Dziś rozstrzygnie się, kto wykona przepust w Parku Tysiąclecia. Wydział komunalny chojnickiego magistratu ma 100 tys. na ten cel. Projekt jest gotowy, a z przetargu zrezygnowano z uwagi na konieczność szybkiego odbioru wody z zalanych plant. Jak informowaliśmy w "Gazecie", kilka hektarów łąk pomiędzy Brzozową i Działkową także jest zalanych i tu w przepust w Brzozowej musi zainwestować Starostwo Powiatowe w Chojnicach. Prawdopodobnie powstanie on w tym roku i wówczas razem z nowym rurociągiem miejskim planty i łąki przed działkami "Przyszłość" będą zabezpieczone przez zalewaniem. - Komisja zdecyduje, która firma zbuduje nowy przepust nas Plantach i potrwa to 14 dni od wyboru - zapewnia burmistrz Arseniusz Finster.
Problemy z nadmiarem wody są także na ul. Długosza. Z pól woda spływa do piwnic. Wiosną będzie tam budowana kanalizacja sanitarna, ale bez deszczówki. Na razie musi wystarczyć dwieście metrów "drenarki", która może być założona w dwa tygodnie. Najpierw jednak właściciele posesji przy ul. Długosza muszą wyrazić zgodę na kopanie i układanie rur na swoich działkach.

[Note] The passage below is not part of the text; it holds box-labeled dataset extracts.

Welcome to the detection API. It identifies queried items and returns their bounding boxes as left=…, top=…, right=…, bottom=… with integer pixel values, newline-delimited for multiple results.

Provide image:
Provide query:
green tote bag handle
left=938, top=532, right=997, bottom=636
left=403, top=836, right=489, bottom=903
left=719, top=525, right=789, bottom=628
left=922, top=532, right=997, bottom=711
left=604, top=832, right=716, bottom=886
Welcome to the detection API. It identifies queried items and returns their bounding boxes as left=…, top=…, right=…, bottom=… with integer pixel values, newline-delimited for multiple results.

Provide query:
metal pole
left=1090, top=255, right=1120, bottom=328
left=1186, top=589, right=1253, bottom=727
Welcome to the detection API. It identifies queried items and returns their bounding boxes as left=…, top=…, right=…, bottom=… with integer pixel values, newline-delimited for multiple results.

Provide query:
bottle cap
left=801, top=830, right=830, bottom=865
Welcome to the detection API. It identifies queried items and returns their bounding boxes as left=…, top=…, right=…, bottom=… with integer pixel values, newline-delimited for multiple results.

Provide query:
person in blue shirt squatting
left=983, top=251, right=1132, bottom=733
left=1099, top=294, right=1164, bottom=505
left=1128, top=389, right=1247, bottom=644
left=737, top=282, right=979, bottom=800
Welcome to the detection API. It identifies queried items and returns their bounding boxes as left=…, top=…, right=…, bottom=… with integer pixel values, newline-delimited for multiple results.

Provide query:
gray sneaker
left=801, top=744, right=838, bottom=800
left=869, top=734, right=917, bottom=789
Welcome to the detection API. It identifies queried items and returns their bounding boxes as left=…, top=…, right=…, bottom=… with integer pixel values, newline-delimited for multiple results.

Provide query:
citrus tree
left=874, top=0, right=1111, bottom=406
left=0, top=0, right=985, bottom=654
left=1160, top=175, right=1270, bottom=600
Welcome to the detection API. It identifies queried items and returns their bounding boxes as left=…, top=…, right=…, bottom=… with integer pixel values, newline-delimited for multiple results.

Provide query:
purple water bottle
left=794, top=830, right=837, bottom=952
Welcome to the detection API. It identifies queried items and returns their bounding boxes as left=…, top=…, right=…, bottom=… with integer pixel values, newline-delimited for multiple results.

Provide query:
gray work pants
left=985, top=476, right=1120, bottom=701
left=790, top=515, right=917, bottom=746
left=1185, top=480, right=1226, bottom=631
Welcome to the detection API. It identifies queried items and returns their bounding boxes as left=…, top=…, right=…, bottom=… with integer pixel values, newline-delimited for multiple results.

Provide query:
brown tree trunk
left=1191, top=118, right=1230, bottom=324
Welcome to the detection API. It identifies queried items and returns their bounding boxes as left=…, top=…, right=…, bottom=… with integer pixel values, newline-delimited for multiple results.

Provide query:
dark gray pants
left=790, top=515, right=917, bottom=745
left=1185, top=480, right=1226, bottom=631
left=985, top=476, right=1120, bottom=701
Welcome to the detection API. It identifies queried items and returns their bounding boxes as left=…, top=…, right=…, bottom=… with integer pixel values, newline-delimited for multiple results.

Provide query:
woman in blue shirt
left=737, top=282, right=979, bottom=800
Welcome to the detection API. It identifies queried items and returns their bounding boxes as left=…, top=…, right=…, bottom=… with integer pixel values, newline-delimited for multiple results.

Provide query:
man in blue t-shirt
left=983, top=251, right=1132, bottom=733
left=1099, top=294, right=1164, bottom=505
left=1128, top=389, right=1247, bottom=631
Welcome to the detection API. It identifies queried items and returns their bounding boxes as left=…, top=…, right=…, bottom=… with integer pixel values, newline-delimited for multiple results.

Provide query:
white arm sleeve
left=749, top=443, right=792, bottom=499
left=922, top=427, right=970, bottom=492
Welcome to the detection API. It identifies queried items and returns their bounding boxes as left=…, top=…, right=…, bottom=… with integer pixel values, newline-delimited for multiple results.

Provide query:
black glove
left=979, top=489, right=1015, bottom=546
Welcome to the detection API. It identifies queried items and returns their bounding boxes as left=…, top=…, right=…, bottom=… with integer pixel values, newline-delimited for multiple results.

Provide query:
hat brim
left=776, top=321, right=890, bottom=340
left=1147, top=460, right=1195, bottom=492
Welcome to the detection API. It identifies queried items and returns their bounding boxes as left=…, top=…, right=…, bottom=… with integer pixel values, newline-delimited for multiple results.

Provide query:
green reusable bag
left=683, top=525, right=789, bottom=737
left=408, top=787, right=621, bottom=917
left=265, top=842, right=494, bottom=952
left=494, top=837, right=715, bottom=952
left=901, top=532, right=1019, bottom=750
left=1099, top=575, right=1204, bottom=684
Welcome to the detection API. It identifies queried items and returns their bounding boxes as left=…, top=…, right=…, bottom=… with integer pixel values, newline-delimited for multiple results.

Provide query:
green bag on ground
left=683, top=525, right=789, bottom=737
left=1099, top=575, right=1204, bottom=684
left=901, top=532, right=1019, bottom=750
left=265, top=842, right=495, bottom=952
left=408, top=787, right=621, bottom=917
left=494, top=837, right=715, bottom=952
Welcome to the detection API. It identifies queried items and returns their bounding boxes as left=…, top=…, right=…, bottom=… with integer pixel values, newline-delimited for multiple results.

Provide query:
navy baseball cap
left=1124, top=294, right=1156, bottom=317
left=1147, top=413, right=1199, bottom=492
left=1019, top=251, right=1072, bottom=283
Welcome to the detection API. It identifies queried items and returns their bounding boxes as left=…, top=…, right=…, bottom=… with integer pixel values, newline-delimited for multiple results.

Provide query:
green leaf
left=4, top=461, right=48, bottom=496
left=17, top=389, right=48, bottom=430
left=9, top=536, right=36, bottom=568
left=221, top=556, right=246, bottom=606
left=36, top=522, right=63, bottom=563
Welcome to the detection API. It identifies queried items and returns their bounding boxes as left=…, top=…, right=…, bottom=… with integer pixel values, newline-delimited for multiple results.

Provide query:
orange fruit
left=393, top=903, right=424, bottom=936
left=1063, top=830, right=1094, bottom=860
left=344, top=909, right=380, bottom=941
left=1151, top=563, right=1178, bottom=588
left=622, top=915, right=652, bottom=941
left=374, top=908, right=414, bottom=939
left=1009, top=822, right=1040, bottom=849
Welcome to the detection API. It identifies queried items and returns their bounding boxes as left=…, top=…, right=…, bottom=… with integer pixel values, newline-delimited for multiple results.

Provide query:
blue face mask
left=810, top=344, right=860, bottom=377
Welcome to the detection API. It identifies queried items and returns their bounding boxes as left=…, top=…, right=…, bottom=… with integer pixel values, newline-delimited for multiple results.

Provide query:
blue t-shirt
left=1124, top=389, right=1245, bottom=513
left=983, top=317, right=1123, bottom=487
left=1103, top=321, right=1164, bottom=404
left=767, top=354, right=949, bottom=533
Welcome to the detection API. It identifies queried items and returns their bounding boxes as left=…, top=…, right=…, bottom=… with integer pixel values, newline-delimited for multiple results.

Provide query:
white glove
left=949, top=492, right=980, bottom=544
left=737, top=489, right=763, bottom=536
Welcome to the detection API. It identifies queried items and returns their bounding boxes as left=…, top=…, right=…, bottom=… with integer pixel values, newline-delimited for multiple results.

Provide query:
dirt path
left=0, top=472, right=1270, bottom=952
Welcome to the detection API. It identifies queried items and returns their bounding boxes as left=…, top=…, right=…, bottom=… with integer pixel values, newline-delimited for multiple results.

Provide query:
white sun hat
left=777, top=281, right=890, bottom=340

Ostatnie ulewy pokazały, że na skrzyżowaniu Strzeleckiej i Bytowskiej woda tryska jak z fontanny. Tu też w najbliższym czasie wymienione zostanie 80 mb. kolektora o większej średnicy za 30 tys. zł.**
Odprowadzić i zapomnieć
Marietta Chojnacka

Poziom wody już opadł, ale nie tak dawno aby dotrzeć do posesji przy ul. Długosza trzeba było wykazać się akrobatycznymi umiejętnościami.
Przepusty, kolektory i drenaże to najpotrzebniejsze roboty na zalanych terenach. Jeśli znowu będą deszcze, to wąskie rury i pompy nie nadążą odbierać wody. Te inwestycje są szczególnie pilne na plantach i al. Brzozowej.